The debates on a possible financial aid to Turkey among German politicians have come ahead of Turkish President Recep Tayyip Erdoğan’s trip to Germany in September. 

“Regardless of political disputes with President Recep Tayyip Erdoğan, a situation might arise where Germany needs to help Turkey,” Nahles has said, adding that Turkey is a key NATO member that could not be ignored.

The German-Turkish relations were so strained particularly following a failed coup attempt in Turkey in June 2016 as hundreds of high-ranking Turkish officials and diplomats asked for asylum in Germany.

Turkish authorities arrested Deniz Yücel, a dual citizen of Germany and Turkey and a correspondent for the German Die Welt newspaper, in February 2017 on charges of propaganda in support of a terrorist organization. This further escalated the political dispute between Germany and Turkey.

As military arms sales between Berlin and Ankara continued despite the diplomatic tension, both Turkish and German officials rejected the allegations of military material sales in relation with journalist Yücel’s release in February 2018, former German Foreign Minister Sigmar Gabriel said, “There were no clean or dirty deals related to Yücel's release.” 

As some German local officials blocked Turkish authorities from holding rallies in German districts ahead of a Turkish referendum in April 2017 that would turn Turkey’s political system into a presidential government system, Erdoğan accused his German counterparts of using “Nazi tactics” against the Turkish citizens in Germany.

However, the economic relations between the two counties never stopped even under severe diplomatic spats. Boasting about ruling Turkey like a CEO, Erdoğan hosted some big German capitalists like industrial monopoly Siemens in his palace in order to market his country despite the president’s demagogy on “national and local productivity”. 


As the Turkish lira has witnessed a freefall against the US dollar amid the recent tension between Ankara and Washington, some German politicians have criticized the SPD leader who has said, “It is everyone’s interest that Turkey remains economically stable,” with regards to the Turkish Lira’s loss of value against the US dollar and the euro.

Annalena Baerbock, the co-chair of the German Greens Party, has demanded some conditions for a possible assistance to Turkey. “The financial assistance could be possible only on condition of a return to the superiority of democracy and law in the country [Turkey],” she has told the German media.

Sharply opposing Germany’s economic assistance to Ankara, Bavarian Finance Minister Albert Füracker from the Christian Social Union has argued that any help to Turkey would not be necessary. Implying Ankara, he has pointed out to the International Monetary Fund for the countries challenged by financial problems.

"There is no IMF plan, we have focused on attracting direct investments," Berat Albayrak, Turkey’s Finance Minister previously said during a conference call with global investors.

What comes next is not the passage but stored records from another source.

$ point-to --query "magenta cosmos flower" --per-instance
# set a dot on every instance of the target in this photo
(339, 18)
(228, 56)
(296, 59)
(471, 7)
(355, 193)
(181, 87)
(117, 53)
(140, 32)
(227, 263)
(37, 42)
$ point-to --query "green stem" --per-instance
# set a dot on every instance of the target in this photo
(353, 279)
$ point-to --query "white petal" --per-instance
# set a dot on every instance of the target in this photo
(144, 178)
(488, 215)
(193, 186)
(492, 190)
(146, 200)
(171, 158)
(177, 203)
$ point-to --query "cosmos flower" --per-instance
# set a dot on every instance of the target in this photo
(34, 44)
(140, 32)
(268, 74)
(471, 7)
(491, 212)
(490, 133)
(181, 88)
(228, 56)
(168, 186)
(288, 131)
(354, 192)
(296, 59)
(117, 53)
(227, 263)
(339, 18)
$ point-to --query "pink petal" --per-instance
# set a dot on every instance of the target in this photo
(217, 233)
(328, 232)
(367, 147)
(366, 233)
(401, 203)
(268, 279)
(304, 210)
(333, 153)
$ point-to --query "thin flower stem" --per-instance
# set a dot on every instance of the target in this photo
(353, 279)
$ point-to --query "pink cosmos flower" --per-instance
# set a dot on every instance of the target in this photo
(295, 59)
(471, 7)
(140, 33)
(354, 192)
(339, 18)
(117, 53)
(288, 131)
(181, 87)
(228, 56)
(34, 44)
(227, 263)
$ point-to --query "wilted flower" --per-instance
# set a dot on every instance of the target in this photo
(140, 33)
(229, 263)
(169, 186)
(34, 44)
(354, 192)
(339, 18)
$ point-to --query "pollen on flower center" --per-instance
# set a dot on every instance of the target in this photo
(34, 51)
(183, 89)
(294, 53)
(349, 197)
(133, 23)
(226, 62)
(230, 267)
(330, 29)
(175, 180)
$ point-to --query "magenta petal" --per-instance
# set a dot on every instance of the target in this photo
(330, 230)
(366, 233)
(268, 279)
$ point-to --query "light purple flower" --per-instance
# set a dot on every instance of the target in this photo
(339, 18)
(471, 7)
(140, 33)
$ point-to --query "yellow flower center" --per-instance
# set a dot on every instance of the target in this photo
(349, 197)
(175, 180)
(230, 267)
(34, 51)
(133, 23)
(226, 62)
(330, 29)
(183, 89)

Talking at a meeting of her Christian Democratic Union party, German Chancellor Angela Merkel has stated that she sees no urgent need to offer financial assistance to Turkey.

“She has made it clear again that she sees no urgency at the moment for a special aid to Turkey,” Annegret Kramp-Karrenbauer, the CDU’s general secretary, has told the journalists. Meanwhile, the German Finance Ministry has declared that “the recent developments in the Turkish economy” would pose a new foreign risk for Germany’s economy.

"Germany would like to see an economically prosperous Turkey. This is in our interest," Merkel previously said during a news conference in Berlin when asked about the economic situation in Turkey. Earlier in late May, she had also invited Turkish President Erdoğan to Berlin for a visit after Turkey’s early presidential and general elections in late June.

Talking on Ankara’s currency crisis, Jens Weidmann, the president of the Deutsche Bundesbank, has made a statement about Turkey’s currency problems. He has said, “The risk is manageable for the German banking sector,” adding that a general loss of credibility impacting developing markets would have an indirect influence on the financial system.

Some Western analysts have argued that the loss of value in the Turkish Lira has also led to a loss in the Euro against the US dollar, creating new concerns on the financial situation of the European Union.